しかし、突然奴隷を解放すると表明しても周辺国の手前宣言する訳には行かない。今は約束だけするだけしか出来ない。
その奴隷解放を先ずは先住民を優先して行う。解放された先住民は自由に故国に帰る事を約束する。但し、王国が危機の時には駆けつける約束をしてからだ。
ここに集まっている主な先住民族の長の子息や関係者は私を信じて盟約に納得している。残っているのはここにいる人族の関係者だけである。
突然、奴隷を解放するといっても納得しない人族にこの私が国王になった暁に奴隷をこの私が全て所有する事を了承させるだけで良い。後は皆まで言わなくても分ると思う」
こうやって人族を納得させたアウタルス王子殿下は次の問題の話を始める。
「次に背後にいると思われるアーベ神教の教徒と教会に対してだが、それはここにいる賢者が全て一任して欲しいと私に話してくれた。これによって各地の領地にある教会と奴隷の問題は解決する。
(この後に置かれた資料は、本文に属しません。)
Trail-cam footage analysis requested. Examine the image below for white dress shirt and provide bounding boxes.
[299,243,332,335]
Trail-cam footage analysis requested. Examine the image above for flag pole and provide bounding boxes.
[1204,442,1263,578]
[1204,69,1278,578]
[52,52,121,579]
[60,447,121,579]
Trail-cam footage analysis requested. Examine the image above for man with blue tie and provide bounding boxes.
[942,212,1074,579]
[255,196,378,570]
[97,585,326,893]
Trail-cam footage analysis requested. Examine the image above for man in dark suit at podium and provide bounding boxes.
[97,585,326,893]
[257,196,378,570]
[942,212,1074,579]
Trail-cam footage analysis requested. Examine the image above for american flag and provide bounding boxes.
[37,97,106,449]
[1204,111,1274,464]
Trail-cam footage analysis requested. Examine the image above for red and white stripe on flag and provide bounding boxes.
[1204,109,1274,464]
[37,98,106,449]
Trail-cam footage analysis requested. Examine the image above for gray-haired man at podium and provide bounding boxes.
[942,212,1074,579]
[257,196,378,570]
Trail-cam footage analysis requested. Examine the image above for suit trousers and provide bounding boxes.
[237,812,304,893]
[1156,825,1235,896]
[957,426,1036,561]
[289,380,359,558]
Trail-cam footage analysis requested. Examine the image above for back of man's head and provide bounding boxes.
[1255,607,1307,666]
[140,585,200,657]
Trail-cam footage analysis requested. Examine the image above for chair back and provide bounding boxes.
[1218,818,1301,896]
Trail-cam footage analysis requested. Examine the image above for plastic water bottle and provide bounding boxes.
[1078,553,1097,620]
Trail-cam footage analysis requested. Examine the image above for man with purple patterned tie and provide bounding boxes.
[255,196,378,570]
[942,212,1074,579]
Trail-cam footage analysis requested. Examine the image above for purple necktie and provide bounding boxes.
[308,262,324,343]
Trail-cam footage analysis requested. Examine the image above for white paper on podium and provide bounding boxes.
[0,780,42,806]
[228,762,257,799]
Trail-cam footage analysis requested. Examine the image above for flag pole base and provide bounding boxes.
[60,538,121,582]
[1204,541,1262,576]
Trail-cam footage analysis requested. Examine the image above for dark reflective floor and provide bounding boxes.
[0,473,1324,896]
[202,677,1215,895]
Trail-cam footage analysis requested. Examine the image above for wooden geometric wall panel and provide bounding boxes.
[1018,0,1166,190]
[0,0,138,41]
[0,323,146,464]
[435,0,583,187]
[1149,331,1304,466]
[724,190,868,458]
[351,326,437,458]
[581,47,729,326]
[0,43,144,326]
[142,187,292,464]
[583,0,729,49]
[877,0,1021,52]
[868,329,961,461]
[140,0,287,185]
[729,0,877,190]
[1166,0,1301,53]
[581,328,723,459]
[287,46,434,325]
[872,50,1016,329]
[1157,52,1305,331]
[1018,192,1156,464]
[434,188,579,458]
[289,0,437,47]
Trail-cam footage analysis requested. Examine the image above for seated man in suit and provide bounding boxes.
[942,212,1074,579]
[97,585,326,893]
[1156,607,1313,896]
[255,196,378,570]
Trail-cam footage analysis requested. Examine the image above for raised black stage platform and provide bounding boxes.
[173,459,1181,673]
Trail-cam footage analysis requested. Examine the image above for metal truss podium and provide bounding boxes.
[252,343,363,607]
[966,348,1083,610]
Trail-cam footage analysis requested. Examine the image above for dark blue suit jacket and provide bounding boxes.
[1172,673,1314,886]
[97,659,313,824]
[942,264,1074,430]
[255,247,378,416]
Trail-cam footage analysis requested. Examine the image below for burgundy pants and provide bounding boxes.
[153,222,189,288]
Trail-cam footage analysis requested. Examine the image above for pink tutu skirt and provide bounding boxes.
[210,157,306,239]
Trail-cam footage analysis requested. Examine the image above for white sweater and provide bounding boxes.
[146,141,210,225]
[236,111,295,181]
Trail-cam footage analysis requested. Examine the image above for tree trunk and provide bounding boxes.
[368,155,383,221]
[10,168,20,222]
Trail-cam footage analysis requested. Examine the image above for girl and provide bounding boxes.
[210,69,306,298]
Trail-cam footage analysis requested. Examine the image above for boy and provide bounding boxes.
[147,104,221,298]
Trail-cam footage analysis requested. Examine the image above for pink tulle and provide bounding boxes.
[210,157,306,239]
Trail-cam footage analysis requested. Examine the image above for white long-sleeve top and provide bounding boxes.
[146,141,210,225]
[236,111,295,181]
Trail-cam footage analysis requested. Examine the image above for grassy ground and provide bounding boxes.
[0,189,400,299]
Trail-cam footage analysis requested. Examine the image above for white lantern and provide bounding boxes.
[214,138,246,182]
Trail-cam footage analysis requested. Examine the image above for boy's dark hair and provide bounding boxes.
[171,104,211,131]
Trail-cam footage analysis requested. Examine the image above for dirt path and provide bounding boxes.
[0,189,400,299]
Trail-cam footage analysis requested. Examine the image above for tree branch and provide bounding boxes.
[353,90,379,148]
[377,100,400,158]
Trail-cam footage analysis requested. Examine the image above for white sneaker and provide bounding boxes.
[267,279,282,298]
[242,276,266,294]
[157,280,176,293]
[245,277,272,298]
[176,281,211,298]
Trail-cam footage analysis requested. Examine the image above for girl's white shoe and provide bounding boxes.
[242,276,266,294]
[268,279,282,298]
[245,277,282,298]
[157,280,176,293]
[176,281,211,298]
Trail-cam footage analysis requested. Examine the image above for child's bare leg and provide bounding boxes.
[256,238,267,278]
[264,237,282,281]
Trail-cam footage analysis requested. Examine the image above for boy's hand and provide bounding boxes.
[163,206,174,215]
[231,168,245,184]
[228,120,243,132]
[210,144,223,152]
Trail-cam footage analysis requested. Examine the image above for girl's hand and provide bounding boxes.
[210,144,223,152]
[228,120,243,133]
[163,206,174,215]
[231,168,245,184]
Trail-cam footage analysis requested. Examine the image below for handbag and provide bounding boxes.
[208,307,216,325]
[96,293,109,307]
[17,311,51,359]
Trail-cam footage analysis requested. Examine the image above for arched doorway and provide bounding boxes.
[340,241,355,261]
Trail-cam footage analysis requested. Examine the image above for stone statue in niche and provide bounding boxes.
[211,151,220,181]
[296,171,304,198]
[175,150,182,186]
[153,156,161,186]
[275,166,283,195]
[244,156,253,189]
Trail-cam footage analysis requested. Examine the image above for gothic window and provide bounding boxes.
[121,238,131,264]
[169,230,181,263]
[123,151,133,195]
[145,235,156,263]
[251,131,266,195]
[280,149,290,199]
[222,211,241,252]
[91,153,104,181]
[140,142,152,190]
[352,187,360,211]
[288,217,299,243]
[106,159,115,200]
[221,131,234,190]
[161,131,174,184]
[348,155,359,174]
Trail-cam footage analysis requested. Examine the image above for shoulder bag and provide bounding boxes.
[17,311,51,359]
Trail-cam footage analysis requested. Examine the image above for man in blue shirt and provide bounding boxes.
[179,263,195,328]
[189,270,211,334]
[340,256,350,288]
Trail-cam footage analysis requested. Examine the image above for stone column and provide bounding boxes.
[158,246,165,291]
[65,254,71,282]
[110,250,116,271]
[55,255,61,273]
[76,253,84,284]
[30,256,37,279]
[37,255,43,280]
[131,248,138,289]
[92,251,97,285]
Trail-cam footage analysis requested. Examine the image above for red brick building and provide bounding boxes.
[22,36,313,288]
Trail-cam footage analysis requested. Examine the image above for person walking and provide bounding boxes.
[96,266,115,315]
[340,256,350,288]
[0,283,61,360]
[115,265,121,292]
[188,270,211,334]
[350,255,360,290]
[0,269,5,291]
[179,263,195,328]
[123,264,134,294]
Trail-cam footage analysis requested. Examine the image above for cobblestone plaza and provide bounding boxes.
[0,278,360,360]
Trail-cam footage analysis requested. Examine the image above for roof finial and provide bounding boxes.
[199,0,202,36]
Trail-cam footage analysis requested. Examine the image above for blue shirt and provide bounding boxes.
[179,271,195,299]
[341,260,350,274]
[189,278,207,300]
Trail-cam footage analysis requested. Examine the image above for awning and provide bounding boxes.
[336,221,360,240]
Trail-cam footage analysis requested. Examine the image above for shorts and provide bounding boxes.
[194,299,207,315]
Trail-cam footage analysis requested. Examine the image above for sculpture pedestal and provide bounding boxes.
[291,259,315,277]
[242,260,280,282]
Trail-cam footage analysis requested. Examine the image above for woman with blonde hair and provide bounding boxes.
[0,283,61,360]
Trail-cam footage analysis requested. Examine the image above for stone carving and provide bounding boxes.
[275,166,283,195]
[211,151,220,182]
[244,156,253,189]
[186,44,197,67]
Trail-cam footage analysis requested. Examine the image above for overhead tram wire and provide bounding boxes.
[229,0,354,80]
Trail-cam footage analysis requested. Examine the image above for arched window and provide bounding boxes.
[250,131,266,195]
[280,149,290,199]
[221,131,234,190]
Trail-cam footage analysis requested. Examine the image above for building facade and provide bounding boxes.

それに、国境を接している隣国に対しては親書を私の名で出して内乱が終結する前に手出ししたらどうなるかを記した。隣国が危ない所の領主は今回の作戦には参加させないので他国から邪魔される事は考えなくて良い。
それに、これから王都に攻めるのは私が信頼している人達であり心配はしていない。個別にどうやって責めるかは説明するので主な物は順に話を聞いた後に各地に出発してくれ。皆無事で王都に集まり祝杯を挙げようぞ!!」
最後にアウタルス王子殿下がそう仰ると、ここに集まった皆が「おう」と歓声を上げる。我輩を含む重臣達は次々に部下に指示を出して行く。それを聞いた小数の集団は直ぐに各地、反乱軍に占領された主要都市に散っていった。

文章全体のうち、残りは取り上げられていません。